By: Liu-Ya Tang, PhD
Technology and Health
Is That Smartphone Making Your Teenager’s Shyness Worse?
The development of new technologies, especially computers and smartphones, has greatly changed people’s lifestyles. People can telework without going to offices, and shop online without wandering in stores. While this has brought about convenience, it has also generated many adverse effects. People tend to spend more time with their devices than with their peers. Parents of shy teenagers ask, “Is that smartphone making my teenager’s shyness worse?”
Professor Joe Moran, in his article in the Washington Post, says that the parents’ concern is reasonable. The Stanford Shyness Survey, which was started by Professor Philip Zimbardo in the 1970s, found that “the number of people who said they were shy had risen from 40 percent to 60 percent” in about 20 years. He attributed this to new technology like email, cell phones and even ATMs. He even described such phenomena of non-communication as the arrival of “a new ice age”.
Contrary to Professor Zimbardo’s claims, other findings showed that the new technology provided a different social method. As an example, teenagers often use texting to express their love without running into awkward situations. Texting actually gives them time and space to digest and ponder a response. Further, Professor Moran said that the claim of Professor Zimardo was made before the rise of social networks; shy teenagers can share their personal life online even if they don’t talk in public. He also talks about the paradox of shyness, where shyness is caused by “our strange capacity for self-attention”, while “we are also social animals that crave the support and approval of the tribe.” Therefore, new technologies are not making the shyness worse, in contrast social networks and smartphones can help shy teenagers find new ways to express that contradiction. (Joe Moran, Washington Post)

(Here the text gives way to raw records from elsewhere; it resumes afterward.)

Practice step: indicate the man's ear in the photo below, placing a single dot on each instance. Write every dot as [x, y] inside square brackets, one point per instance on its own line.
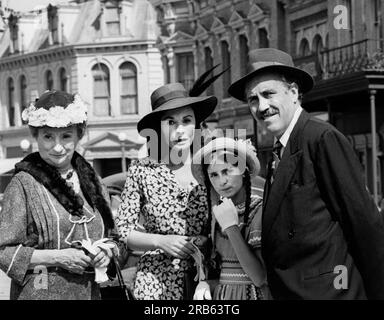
[294, 88]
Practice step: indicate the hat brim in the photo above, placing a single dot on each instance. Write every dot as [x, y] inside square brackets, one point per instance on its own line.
[301, 77]
[202, 107]
[222, 143]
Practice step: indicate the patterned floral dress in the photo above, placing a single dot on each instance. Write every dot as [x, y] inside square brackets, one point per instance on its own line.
[234, 283]
[153, 199]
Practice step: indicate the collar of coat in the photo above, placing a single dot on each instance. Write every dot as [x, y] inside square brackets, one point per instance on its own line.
[89, 182]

Biologists Propose to Sequence the DNA of All Life on Earth
You may think that it is impossible to sequence the DNA of all life on Earth, but at a meeting organized by the Smithsonian Initiative on Biodiversity Genomics and the Shenzhen, China-based sequencing powerhouse BGI, researchers announced their intent to start the Earth BioGenome Project (EBP). The news was reported in Science. There are other ongoing big sequencing projects such as the UK Biobank, which aims to sequence the genomes of 500,000 individuals.
The significance of the EBP will greatly help “understand how life evolves”, says Oliver Ryder, a conservation biologist at the San Diego Zoo Institute for Conservation Research in California. Though the EBP researchers are still working on many details, they propose to carry out this project in three steps. Firstly, they plan to sequence the genome of a member of each eukaryotic family (about 9000 in all) in great detail as reference genomes. Secondly, they would sequence species from each of the 150,000 to 200,000 genera to a lesser degree. Finally, the sequencing task will be expanded to the 1.5 million remaining known eukaryotic species with a lower resolution, which can be improved if needed. As suggested by EBP researchers, the eukaryotic work might be completed in a decade.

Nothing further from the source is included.